Guide To Filing For Personal Bankruptcy

Declaring yourself bankrupt is sometimes the only way out of a difficult financial situation. However, it is worth bearing in mind that it will not wipe out every type of debt and certainly not solve all your debt issues. In fact, this is a huge decision that should not be taken lightly. If you are considering filing for personal bankruptcy, make sure you read this comprehensive guide first.

There are two most common types of bankruptcy: chapter 7 and 13. You may already heard about chapter 11, but that relates to businesses not individuals. Chapter 7 means that certain debts like loans, credit cards, and even medical expenses are entirely erased, and in exchange, you agree to appoint a trustee to oversee your case. The money obtained from the sale of some of your assets will go to the creditors.

Some of your assets are not part of the deal, such as your home, its furnishings, and your car. However, if your house is about to be foreclosed, filing for chapter 7 will allow you to remain in your property and the bank will have to stop the foreclosure proceedings.

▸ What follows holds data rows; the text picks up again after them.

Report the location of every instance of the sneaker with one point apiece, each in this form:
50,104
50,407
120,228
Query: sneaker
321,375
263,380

It is worth noting that not all debts are forgivable in a chapter 7 bankruptcy. Student loans, alimony, overdue income taxes, and child support must eventually be paid. The entire process for filing a chapter 7 is from 3 to 6 months.

Now it is time to explain about chapter 13. This is when you cannot eliminate any debts, as you will just to re-organize them. You are required to pay a trustee a monthly payment for a period of up to 5 years. The trustee will then use the money to pay your creditors.

Keep in mind that filing for any type of bankruptcy is not a straightforward process, and, therefore, you should seek the guidance of an attorney. After all, there is all the paperwork you would need to do for filing chapter 7. This is the reason people tend to hire a lawyer.

Your assigned lawyer can then file your paperwork on your behalf and send the petition to court. You will be required to provide details of all your assets, income, and debt. Once this has been done, your creditors will stop contacting you and will not be able to file a lawsuit against you.

After the paperwork is filed in court, you will be assigned a trustee who will schedule a meeting between you, your attorney, and your creditors. If you have any secured debts, the collateral used against those debts may need to be returned to the lender. It is best to discuss all these factors with your lawyer beforehand in order to avoid any unpleasant surprises later in court.

It normally takes three to six months after you file the petition for your case to be discharged and all your debts forgiven. This will be a tough time for you and your family to go through, but once it is all over, you will be able to rebuild your credit and start your life again. By seeking the guidance of an experienced lawyer, you can start a more stable life once again.